Gentoo Websites Logo
Go to: Gentoo Home Documentation Forums Lists Bugs Planet Store Wiki Get Gentoo!

Bug 266125 (CVE-2009-1271)

Summary: <dev-lang/php-5.2.8-r2: multiple vulnerabilities (CVE-2009-1271 and others)
Product: Gentoo Security Reporter: Christian Hoffmann (RETIRED) <hoffie>
Component: VulnerabilitiesAssignee: Gentoo Security <security>
Severity: minor CC: php-bugs
Priority: High    
Version: unspecified   
Hardware: All   
OS: All   
Whiteboard: B3 [glsa]
Package list:
Runtime testing required: ---

Description Christian Hoffmann (RETIRED) gentoo-dev 2009-04-14 16:41:54 UTC
Looks like I've failed and have never filed a bug for the security-relevant fixes which have been introduced in php-5.2.8-r2.
So here we go:

#1 015_json_decode-crash.patch (CVE-2009-1271)
   Further references: [1] [2]
   Impact: Local DoS (persistent php setups)
#2 016_extract-crash.patch (crash in PHP's explode() function)
   Further references: [3] [4] [5]
   Impact: Local DoS (persistent php setups)

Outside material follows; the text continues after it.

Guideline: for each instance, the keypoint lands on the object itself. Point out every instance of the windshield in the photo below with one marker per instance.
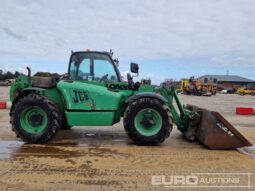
(88, 66)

Those have been fixed since 5.2.8-r2, which is already stable on all arches. So nothing to do here, just archiving purposes.

Comment 1 Tobias Heinlein (RETIRED) gentoo-dev 2009-05-04 06:53:04 UTC
We already have a request for bug 249875 in, so YES.
Comment 2 Tobias Heinlein (RETIRED) gentoo-dev 2010-01-05 21:13:52 UTC
GLSA 201001-03.

Thank you everyone, sorry about the delay.